Cannabis names any of a number of families of bushy cane plants (including cannabis sativa, cannabis indica, and cannabis ruderalis.) Different members of these families have adapted or been bred for various purposes. Despite the variety of uses these plants posess, policy has kept cultivation of any cannbis plant illegal in many countries around the globe.

Cannabis bred for industrial use is often referred to as industrial hemp. Hemp appears to be a very promising natural resource; it's hurd can be made into paper and it's fibre can be made into building materials. It can also be used as cheap and plentiful raw material for producing biomass (alcohol fuel) and plastic. Widespread use of such a resource could have a greatly beneficial environmental impact.

The seed of the cannabis plant is often referred to as hempseed. Hempseed has been used as a staple ingredient in many recipes throughout the centuries, and it appears to be a very promising nutritional resource, composed of an optimal ratio of essential fatty acids (EFA's) for human physiology. In short, hempseed is edible, 100% good for you, and contains no THC. Hempseed oil also has many possible industrial uses, including the manufacturing of paint and varnish products.

Cannabis bred for herbal and medicinal use is often referred to as medicinal marijuana. Marijuana appears to be very promising at treating diseases such as glaucoma and relieving the pain of AIDS patients. However, there are many myths surrounding the topic of marijuana health.

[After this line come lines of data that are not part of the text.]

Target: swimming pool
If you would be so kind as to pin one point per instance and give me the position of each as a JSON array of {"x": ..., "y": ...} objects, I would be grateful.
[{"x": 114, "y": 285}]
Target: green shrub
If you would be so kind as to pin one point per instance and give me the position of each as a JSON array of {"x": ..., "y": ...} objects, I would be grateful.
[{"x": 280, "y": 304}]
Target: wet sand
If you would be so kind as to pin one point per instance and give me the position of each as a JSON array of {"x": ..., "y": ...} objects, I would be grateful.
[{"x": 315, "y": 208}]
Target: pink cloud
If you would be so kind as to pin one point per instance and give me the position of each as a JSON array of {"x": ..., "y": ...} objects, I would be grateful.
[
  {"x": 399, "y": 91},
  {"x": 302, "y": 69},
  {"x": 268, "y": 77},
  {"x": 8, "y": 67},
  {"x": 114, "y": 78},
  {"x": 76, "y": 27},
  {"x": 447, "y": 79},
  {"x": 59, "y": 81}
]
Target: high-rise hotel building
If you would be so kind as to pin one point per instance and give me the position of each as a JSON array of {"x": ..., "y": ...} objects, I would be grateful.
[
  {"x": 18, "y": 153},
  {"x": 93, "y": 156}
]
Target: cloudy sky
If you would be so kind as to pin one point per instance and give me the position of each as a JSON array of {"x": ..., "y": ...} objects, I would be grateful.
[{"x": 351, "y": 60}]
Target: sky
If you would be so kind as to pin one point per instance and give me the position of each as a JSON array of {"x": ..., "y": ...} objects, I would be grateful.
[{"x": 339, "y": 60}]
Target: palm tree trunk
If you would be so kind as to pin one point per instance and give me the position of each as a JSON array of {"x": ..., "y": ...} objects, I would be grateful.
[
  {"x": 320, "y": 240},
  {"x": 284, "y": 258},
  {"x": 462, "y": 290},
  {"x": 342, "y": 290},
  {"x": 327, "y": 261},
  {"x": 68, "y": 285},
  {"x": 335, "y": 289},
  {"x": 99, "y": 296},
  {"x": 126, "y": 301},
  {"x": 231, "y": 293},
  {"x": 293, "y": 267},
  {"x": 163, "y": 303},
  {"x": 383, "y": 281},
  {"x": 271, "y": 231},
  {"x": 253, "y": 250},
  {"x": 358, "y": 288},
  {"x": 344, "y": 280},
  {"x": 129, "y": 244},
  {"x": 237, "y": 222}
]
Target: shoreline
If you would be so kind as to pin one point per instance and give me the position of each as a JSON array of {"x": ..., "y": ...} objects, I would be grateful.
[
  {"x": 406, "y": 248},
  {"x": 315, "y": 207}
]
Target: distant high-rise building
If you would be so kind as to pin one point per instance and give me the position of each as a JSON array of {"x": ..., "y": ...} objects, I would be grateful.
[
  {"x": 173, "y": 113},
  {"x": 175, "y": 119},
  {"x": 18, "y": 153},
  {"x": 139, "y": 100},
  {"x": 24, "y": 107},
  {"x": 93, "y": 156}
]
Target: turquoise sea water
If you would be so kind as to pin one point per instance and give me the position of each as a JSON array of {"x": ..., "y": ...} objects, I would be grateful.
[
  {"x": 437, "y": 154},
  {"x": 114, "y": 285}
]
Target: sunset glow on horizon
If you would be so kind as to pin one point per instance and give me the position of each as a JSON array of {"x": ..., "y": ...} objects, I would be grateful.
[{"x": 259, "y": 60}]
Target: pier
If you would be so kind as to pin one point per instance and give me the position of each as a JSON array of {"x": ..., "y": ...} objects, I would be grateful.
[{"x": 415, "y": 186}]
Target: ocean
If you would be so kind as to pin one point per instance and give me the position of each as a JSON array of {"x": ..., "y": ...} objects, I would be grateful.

Cannabis bred purely for recreational use is often referred to as pot - because that's what it's usually grown in. To many, this practice is no less socially acceptable than, say, distilling one's own wine. This is the touchiest issue surrounding the cannabis plant. If scientifically proven to be overall no more harmful to a human life than alcohol, continued criminalization of cannabis users is totally unjustifiable.